In this part of the blog posts series, we will show how ansible helps us to configure our cluster and install all pre-requisite needed for Cloudera Manager. Ansible is one of the most important automation tools currently.

Ansible will help us to configure all nodes for a manual installation using Cloudera Manager. Our playbook will contain the following roles:

  • cm_repo: add the same C.M repo into all nodes.
  • os_config: Adjust all OS parameter for installing a Cloudera cluster. 
  • java: Java JDK 1.7.80 installation.
  • cm_agents: Installation of the C.M agent’s packages
  • MariaDB: Installation of a MariaDB. C.M needs an Oracle, MySQL (MariaDB) or PostgreSQL database for Cloudera Manager meta-data storage and Hive meta-store.
  • mysql_connector: Installation of the MySQL connector for connecting to MariaDB. 
  • scm: Install and start the Cloudera Manager Server.

In a Big Data cluster, we split the node into roles.

  • Manager: dedicated node for all Cloudera Manager daemons
  • Master: NameNode daemon + Secondary NameNode daemon
  • Workers: DataNode daemons

The first step is to define the Ansible hosts inventory file.

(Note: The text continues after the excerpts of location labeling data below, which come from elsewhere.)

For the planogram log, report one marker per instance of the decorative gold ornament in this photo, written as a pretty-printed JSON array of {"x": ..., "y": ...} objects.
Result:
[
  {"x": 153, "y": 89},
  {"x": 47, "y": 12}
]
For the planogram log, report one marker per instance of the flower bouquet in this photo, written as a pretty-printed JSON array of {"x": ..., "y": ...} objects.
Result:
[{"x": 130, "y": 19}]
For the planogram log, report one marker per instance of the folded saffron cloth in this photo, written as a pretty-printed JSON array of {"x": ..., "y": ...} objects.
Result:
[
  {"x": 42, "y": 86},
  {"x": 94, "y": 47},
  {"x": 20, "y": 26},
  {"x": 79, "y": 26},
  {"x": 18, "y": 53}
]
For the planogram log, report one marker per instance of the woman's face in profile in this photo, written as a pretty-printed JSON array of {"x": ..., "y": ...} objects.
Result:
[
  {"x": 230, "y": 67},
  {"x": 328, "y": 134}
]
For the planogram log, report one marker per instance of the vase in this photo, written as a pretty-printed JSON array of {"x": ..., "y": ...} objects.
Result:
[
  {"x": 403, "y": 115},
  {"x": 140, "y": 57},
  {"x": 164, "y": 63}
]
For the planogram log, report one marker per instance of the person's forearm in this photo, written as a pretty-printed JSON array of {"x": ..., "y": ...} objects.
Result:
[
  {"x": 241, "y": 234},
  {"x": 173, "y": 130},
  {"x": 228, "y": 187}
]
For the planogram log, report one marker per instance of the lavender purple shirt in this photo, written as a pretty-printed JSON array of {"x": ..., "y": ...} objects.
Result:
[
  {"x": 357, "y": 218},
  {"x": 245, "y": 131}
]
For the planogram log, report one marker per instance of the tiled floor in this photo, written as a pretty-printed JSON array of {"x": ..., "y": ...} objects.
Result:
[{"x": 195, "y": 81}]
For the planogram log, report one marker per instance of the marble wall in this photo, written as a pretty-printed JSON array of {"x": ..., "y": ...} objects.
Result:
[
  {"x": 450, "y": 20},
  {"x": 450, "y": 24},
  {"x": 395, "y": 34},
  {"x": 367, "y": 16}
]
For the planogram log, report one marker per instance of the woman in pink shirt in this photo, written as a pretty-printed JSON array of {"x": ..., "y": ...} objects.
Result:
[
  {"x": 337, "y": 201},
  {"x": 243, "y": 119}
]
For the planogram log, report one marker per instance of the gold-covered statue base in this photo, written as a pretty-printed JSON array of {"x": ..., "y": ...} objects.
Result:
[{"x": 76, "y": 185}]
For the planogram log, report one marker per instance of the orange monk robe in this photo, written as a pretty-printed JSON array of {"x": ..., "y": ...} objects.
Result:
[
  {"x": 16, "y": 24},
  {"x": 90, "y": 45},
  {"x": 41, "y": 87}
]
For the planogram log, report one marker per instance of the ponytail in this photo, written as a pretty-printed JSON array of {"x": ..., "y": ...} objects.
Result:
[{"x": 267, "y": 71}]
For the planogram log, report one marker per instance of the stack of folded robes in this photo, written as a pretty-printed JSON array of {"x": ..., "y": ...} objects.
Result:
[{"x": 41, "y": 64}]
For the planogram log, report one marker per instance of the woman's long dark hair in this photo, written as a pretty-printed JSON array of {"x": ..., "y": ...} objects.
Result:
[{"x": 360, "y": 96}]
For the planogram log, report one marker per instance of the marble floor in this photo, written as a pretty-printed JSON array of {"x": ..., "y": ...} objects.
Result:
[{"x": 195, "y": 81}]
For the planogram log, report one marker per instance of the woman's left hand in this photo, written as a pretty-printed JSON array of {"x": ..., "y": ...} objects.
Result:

Below my inventory file.

[db_server]
manager ansible_host=<manager_ip> id=6

[cdh_manager]
manager  ansible_host=<manager_ip> id=6

[cdh_master]
master ansible_host=<master_ip>  id=5

[cdh_worker]
worker1 ansible_host=<worker1>  id=2
worker2 ansible_host=<worker2>  id=3
worker3 ansible_host=<worker3>  id=4

[cdh_servers:children]
cdh_worker
cdh_master
cdh_manager


[all:vars]
ansible_user=centos
ansible_ssh_pass=<YOUR_PASSWORD>
ansible_sudo_pass=<YOUR_PASSWORD>

We will now, define all variable needed for our roles. Variables are split into roles:

Below the example of variables definition for CDH server instances: cdh_servers.yml

---

db_hostname: "{{ hostvars[groups['db_server'][0]]['inventory_hostname'] }}"
scm_hostname: "{{ hostvars[groups['cdh_manager'][0]]['inventory_hostname'] }}"

cdh_version: 5.14.2
cluster_display_name: cluster_1

# Users and Groups
group:
  - dbi
user:
  - dbi

# Java variables
java_download_url: http://ftp.osuosl.org/pub/funtoo/distfiles/oracle-java/jdk-7u80-linux-x64.tar.gz
java_download_folder: /usr/java
java_name: "{{java_download_folder}}/jdk1.7_80"
java_archive: "{{java_download_folder}}/jdk-7u80-linux-x64.tar.gz"

# Mysql Java connector
mysql_java: mysql-connector-java-5.1.46
mysql_java_download_url: https://dev.mysql.com/get/Downloads/Connector-J/"{{mysql_java_archive}}"
mysql_java_download_folder: /usr/share/mysql-java/
mysql_java_archive: "{{ mysql_java_download_folder }}/{{ mysql_java }}.tar.gz"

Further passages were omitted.